Good point, with BIPs the Bitcoin community is more adaptive than I gave it credit for.

It still doesn't prevent soft nor hard fork. My understanding is that a change in Bitcoin's consensus logic require ALL users/miners to take action to deploy the new software to avoid hard forks. That's impossible in practice. So a BIP to change the consensus logic, either tweaking or replacing PoW, would necessary cause a hard fork even if it's approved.

Not all chains handle this the same way nor suffer from this. For instance, using Tezos means automatically accepting algorithm changes after they are approved. This makes hard forks much less likely.

Tezos incorporates a built-in, on-chain mechanism for proposing, selecting, testing, and activating protocol upgrades without the need to hard fork. This mechanism makes Tezos a self-amending blockchain and allows any user to propose changes to the economic protocol, which defines the possible blockchain operations and how they are processed.

Bitcoin sure have more hype and higher price, but appears to have more difficulty evolving compared to others.

[–] locuester@lemmy.zip 1 points 16 hours ago* (last edited 16 hours ago) (1 children)

Tezos would still require all nodes to upgrade to the code which contains the new algorithm. It can’t just automatically know what the new code is. It then can schedule these to activate at a certain block using a signaling system of some sort. If some nodes didn’t upgrade, this would cause a hard fork if the version they are running doesn’t have the new version required to run the new algorithm

Its behavior and process as outlined in the link you sent is no different from other chains.

Bitcoin uses version bits to perform these types of upgrades (see bip 9 implemented in 2016)

Ethereum uses something similar. Solana’s activation mechanism is called “feature gate activation”.

[–] Hirom@beehaw.org 1 points 14 hours ago (1 children)

Tezos would still require all nodes to upgrade to the code which contains the new algorithm. It can’t just automatically know what the new code is. It then can schedule these to activate at a certain block using a signaling system of some sort.

Code proposal, vote on new code activation of new code, are all Tezos on-chain operation. These operations include a hash of the new code to be deployed. There's some off-chain work happening to update tools, which I guess include compiling said code. So you're right, some off-cain action is needed for deployment https://www.tezosagora.org/learn#an-introduction-to-tezos-governance

My understanding is that compared to BTC governance, a larger part of the process happen on-chain.
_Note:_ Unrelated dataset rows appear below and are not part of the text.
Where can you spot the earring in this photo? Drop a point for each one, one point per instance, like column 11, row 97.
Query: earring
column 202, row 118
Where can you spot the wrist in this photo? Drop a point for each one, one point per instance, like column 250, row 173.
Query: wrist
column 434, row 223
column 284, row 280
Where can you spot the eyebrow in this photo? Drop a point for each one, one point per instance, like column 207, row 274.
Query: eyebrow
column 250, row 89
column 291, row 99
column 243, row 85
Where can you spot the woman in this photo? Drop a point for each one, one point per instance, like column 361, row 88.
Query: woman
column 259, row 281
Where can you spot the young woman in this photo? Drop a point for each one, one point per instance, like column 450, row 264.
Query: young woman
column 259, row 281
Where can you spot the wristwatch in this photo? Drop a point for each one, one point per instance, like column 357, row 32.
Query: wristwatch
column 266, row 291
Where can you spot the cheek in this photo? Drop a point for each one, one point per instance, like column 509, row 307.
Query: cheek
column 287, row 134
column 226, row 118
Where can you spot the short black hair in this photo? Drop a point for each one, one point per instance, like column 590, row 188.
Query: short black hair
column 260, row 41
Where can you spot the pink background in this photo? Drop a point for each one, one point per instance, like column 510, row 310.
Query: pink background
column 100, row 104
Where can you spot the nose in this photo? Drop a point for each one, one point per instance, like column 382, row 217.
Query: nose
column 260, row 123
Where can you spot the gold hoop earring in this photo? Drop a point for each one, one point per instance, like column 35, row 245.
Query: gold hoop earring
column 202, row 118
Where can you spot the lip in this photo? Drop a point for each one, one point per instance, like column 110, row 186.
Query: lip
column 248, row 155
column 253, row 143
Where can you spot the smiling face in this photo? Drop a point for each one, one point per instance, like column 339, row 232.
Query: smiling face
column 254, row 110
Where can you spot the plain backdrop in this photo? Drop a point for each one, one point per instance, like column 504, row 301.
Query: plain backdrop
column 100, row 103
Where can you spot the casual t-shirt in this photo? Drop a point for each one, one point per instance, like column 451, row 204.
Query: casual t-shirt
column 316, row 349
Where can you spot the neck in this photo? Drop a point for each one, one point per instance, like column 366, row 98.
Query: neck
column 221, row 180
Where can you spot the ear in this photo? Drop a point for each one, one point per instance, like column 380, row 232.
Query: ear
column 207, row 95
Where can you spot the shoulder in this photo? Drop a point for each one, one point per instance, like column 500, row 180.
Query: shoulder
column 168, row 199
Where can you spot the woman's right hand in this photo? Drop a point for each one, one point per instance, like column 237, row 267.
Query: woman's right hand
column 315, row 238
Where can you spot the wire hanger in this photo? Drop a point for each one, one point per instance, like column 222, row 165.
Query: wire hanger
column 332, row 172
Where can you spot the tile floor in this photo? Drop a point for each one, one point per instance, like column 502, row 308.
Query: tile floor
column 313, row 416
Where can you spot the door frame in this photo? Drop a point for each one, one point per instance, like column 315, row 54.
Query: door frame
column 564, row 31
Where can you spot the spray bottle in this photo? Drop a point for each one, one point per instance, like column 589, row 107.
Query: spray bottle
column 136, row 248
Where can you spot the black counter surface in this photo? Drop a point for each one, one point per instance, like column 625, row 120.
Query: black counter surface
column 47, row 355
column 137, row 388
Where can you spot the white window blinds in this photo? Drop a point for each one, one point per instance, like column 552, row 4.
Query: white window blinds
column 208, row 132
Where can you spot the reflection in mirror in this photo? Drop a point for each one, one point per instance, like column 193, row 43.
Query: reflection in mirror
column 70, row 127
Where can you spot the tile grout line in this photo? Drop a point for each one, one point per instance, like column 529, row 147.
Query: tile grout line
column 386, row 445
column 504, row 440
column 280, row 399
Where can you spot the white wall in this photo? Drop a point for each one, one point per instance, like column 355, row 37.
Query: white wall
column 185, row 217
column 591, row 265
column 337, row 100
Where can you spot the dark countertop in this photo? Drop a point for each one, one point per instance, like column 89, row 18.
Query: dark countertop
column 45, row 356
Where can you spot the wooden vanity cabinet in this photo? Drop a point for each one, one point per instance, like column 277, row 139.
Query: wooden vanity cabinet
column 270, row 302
Also there is a relatively smaller portion of nodes (baker) involved in creating/verifying blocks that must update. This allowed various protocol changes without forks over the years.

[–] locuester@lemmy.zip 0 points 10 hours ago (1 children)

It’s no different. A new version of the consensus code needs written and deployed.

That page you linked is the same on all chains. All have a proposal, discussion, implementation, waiting period (for code to be deployed), and activation. That’s just blockchain 101

[–] Hirom@beehaw.org 1 points 9 hours ago* (last edited 2 hours ago)

same on all chains. All have a proposal, discussion, implementation, waiting period (for code to be deployed), and activation

I though most of those steps didn't occur on-chain in the case of bitcoin. But I could be mistaken.

Would you mind sharing a link with the equivalent information on bitcoin, ie its governance process and how each governance operation (proposal, vote, activation ) is handled by the chain?

I'm looking at BIP-1. It explains how to submit a proposal via mailing list and versioned repository, ie off-chain.

Also looking at BIP-9. It does rely on the chain for governance, and allow polling for the most popular soft-fork. But it focus on exclusively on testing soft forks, which severely limit its usefulness.

allowing multiple backward-compatible changes (further called "soft forks") to be deployed in parallel.

It seems BIP-9 doesn't provide a solution to propose/vote/activate the larger non-backward-compatible changes, ie doesn't help prevent hard forks. And big social and environmental issues affecting bitcoin probably require such large change.